But as already alluded, the use of Change scores should be avoided. Let’s see this exact graphs, but using Post-test (Figure 4.17) as our variable of interest (i.e. outcome variable).

Relationship between predictors. A. Relationship between Pre-test and Post-test scores. Lines indicate linear regression model and are used to indicate relationship and interaction. Colored area represent 95% confidence intervals (see Statistical inference section for more information). If there is no interaction between Pre-test and Post-test score, the lines would be parallel. As can be seen on the figure, there doesn’t seem to be interaction involved. B. Relationship between Squat 1RM and Post-test scores. Visual analysis indicates that individuals in the Treatment group with the higher Squat 1RM demonstrates higher Post-test scores after the training intervention. C. Relationship between Squat 1RM and Pre-test predictors. It seems that, in both groups, athletes with higher Squat 1RM scores have lower Pre-test values. Checking confidence interval areas, this relationship is due to random chance.

Figure 4.17: Relationship between predictors. A. Relationship between Pre-test and Post-test scores. Lines indicate linear regression model and are used to indicate relationship and interaction. Colored area represent 95% confidence intervals (see Statistical inference section for more information). If there is no interaction between Pre-test and Post-test score, the lines would be parallel. As can be seen on the figure, there doesn’t seem to be interaction involved. B. Relationship between Squat 1RM and Post-test scores. Visual analysis indicates that individuals in the Treatment group with the higher Squat 1RM demonstrates higher Post-test scores after the training intervention. C. Relationship between Squat 1RM and Pre-test predictors. It seems that, in both groups, athletes with higher Squat 1RM scores have lower Pre-test values. Checking confidence interval areas, this relationship is due to random chance.

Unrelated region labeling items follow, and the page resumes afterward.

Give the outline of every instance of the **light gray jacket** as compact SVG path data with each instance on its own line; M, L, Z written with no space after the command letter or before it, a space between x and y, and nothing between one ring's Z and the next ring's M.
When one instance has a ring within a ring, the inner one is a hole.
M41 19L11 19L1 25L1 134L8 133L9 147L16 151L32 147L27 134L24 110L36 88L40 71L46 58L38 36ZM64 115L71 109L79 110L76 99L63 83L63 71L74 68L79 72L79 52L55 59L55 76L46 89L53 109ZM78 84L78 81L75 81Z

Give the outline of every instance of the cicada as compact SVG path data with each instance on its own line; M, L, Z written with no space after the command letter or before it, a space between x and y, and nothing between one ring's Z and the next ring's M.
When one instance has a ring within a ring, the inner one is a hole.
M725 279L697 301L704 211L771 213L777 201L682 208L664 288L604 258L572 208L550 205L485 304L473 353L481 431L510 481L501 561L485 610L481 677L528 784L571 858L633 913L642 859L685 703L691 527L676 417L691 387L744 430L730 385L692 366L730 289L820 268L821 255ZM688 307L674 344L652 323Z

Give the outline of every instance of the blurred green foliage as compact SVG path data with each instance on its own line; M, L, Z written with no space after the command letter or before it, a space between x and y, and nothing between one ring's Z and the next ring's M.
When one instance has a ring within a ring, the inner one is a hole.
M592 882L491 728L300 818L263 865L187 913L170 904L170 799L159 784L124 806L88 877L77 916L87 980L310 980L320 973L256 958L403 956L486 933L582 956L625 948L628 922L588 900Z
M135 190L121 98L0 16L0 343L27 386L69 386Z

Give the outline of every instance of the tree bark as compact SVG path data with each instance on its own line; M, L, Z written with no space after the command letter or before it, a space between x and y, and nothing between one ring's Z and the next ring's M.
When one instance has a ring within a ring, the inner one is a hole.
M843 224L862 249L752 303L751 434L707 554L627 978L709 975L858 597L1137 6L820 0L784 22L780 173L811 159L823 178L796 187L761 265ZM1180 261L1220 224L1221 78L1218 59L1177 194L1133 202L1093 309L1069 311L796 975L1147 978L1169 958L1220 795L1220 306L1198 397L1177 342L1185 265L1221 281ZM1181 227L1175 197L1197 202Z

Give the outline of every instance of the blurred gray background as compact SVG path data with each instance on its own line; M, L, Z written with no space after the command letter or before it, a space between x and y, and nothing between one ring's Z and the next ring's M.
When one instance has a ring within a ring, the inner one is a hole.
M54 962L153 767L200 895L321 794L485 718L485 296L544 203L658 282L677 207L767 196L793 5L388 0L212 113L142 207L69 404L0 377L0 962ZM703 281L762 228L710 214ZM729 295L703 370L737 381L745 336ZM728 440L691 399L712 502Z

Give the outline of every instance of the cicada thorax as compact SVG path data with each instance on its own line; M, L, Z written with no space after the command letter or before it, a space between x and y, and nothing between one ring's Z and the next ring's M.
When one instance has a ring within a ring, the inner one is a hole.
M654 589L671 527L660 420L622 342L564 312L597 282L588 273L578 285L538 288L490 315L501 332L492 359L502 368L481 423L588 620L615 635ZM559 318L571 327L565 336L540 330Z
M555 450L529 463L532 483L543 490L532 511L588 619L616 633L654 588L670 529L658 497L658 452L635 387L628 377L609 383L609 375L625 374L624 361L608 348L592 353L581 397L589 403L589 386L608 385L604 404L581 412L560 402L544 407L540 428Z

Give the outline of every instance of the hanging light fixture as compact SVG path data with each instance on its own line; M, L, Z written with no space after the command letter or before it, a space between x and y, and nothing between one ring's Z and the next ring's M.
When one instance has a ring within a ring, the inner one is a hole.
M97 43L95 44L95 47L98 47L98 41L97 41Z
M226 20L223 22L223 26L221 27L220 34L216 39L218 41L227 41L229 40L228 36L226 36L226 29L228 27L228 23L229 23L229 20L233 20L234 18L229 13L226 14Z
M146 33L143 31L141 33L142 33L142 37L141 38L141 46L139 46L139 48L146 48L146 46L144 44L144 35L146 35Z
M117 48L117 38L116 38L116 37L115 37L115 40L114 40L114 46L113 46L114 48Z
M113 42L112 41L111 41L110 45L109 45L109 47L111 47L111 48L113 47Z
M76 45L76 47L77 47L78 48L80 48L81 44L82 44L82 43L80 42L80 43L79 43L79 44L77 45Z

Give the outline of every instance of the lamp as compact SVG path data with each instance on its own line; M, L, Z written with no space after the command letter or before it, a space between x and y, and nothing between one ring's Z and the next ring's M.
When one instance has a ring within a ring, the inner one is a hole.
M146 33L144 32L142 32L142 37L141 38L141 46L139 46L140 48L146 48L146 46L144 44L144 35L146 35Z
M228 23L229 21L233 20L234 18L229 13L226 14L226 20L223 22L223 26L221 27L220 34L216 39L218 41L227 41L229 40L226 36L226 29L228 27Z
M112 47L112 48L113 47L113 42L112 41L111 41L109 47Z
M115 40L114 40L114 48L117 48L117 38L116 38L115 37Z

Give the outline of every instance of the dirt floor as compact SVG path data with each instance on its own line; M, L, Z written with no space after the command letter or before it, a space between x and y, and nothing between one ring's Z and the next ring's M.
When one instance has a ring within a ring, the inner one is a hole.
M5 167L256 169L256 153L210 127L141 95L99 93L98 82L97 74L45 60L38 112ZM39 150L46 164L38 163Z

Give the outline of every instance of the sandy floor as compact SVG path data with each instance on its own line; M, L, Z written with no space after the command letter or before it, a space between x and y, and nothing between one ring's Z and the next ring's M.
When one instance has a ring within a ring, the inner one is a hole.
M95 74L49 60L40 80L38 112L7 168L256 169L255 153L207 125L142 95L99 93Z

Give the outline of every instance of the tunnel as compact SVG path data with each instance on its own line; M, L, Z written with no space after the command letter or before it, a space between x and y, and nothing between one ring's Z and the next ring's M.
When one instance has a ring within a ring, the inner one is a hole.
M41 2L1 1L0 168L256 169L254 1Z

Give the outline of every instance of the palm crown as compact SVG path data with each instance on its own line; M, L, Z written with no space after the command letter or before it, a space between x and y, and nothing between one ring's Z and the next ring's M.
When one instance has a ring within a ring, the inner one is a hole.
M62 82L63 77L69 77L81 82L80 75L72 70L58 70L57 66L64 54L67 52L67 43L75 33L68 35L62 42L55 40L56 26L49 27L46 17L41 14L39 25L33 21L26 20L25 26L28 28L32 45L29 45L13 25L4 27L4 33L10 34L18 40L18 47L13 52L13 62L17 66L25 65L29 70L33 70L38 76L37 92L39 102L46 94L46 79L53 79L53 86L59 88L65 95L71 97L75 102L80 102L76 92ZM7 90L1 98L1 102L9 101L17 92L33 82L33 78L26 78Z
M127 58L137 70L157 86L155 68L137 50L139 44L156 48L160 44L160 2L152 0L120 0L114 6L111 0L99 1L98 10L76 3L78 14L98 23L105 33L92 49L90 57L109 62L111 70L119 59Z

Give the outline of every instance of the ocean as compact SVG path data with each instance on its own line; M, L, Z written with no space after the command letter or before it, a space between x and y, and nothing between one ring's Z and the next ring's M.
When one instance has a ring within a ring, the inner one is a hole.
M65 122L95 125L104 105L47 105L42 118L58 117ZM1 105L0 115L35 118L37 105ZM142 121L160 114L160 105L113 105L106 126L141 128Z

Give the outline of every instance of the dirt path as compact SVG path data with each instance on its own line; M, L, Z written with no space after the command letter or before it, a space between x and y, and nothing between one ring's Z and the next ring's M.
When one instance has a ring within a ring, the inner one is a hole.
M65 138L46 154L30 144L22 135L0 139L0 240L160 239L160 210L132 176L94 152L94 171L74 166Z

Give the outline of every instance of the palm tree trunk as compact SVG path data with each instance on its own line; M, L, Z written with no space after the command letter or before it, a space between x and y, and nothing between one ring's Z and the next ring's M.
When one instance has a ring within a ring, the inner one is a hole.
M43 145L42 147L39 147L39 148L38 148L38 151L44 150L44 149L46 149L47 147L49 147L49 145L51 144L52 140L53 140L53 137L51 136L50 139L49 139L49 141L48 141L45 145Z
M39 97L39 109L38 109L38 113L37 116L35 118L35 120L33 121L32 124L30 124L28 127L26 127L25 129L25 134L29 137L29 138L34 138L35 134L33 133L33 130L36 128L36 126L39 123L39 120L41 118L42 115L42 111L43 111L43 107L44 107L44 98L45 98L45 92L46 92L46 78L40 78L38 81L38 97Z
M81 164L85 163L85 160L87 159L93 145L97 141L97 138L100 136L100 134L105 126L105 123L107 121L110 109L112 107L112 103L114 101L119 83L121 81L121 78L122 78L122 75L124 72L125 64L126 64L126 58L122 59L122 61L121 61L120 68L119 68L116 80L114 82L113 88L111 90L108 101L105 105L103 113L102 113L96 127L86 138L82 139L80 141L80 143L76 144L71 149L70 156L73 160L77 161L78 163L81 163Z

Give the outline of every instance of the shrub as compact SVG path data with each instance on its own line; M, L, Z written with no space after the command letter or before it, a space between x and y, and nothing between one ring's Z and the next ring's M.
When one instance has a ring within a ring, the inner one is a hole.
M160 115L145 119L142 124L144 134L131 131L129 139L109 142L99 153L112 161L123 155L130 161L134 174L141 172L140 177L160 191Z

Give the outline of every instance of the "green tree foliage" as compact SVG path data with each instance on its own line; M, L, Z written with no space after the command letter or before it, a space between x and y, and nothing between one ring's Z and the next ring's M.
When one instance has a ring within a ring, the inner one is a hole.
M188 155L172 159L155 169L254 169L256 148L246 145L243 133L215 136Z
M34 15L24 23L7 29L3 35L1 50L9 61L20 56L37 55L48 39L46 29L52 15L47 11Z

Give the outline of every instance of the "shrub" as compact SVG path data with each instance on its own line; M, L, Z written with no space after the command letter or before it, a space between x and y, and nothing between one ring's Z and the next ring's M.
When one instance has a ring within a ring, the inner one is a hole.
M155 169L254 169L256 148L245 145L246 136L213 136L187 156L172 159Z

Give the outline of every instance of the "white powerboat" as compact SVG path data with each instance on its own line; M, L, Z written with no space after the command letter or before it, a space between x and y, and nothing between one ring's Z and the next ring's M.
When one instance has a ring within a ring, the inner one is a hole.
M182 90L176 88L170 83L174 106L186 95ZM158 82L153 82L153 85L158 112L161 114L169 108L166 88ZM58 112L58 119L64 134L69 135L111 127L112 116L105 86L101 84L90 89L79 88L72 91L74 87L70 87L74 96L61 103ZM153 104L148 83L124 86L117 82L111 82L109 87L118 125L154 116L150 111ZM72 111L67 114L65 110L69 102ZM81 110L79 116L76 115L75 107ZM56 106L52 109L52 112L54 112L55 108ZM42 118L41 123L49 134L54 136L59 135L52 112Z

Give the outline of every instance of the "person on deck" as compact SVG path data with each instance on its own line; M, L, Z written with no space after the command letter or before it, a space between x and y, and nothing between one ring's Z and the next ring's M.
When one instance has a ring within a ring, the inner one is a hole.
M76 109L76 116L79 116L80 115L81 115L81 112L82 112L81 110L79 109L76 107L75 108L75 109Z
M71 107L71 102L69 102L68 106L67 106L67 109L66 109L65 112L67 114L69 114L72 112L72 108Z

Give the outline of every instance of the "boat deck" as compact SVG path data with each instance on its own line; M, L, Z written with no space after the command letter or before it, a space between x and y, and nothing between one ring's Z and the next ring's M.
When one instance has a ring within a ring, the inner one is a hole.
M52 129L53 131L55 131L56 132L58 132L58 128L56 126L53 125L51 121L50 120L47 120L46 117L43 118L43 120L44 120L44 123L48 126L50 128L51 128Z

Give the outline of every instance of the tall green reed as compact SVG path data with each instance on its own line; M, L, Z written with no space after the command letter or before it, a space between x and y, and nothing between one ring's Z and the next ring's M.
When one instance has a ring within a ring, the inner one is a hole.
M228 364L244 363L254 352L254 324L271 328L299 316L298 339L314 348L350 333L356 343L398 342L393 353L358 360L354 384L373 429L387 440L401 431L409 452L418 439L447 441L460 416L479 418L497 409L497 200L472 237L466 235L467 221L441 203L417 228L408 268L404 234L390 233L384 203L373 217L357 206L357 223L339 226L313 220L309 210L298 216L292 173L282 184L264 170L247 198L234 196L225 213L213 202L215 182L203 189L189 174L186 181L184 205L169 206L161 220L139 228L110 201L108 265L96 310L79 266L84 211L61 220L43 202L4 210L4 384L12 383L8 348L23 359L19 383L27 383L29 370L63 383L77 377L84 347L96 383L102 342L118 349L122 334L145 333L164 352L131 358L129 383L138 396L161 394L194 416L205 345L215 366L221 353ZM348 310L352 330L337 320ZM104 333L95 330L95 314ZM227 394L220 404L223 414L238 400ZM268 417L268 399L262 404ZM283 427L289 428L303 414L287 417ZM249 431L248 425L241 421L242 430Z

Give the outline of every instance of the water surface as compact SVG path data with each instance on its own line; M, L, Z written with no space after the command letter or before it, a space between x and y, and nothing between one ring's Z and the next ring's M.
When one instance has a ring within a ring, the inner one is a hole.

Let’s apply linear regression model to these predictors. The parameters we are going to estimate are enlisted in the linear Equation (4.9).

\[\begin{equation} \widehat{Post} = \hat{\beta_0} + \hat{\beta_1}Group + \hat{\beta_2}Pre + \hat{\beta_3}Squat\:1RM + \hat{\beta_4}Group:Squat\:1RM \tag{4.9} \end{equation}\]

Estimated parameters for this linear model with interaction are enlisted in the Table 4.22.

Table 4.22: Estimated linear regression parameters for the RCT model with interaction between Group and Squat 1RM
Intercept groupTreatment Pre-test Squat 1RM Group:Squat 1RM
-5.21 -8.03 1.1 0.26 10.82

If we check the estimated coefficient for the group Treatment in the Table 4.22, which is equal to -8.03, can we conclude that this is the whole effect of treatment (i.e. plyometric treatment)? Luckily no! This coefficient represents direct treatment effect, but there are indirect treatment effects due to Squat 1RM and interaction between Squat 1RM and Group. This also assumes that we have not introduced bias in treatment effect estimation by adjusting (or by not adjusting) for covariates that we should not adjust for (or vice versa; for great applied paper please refer to (125)).

Figure 4.18 depicts residuals of the RCT model with interactions.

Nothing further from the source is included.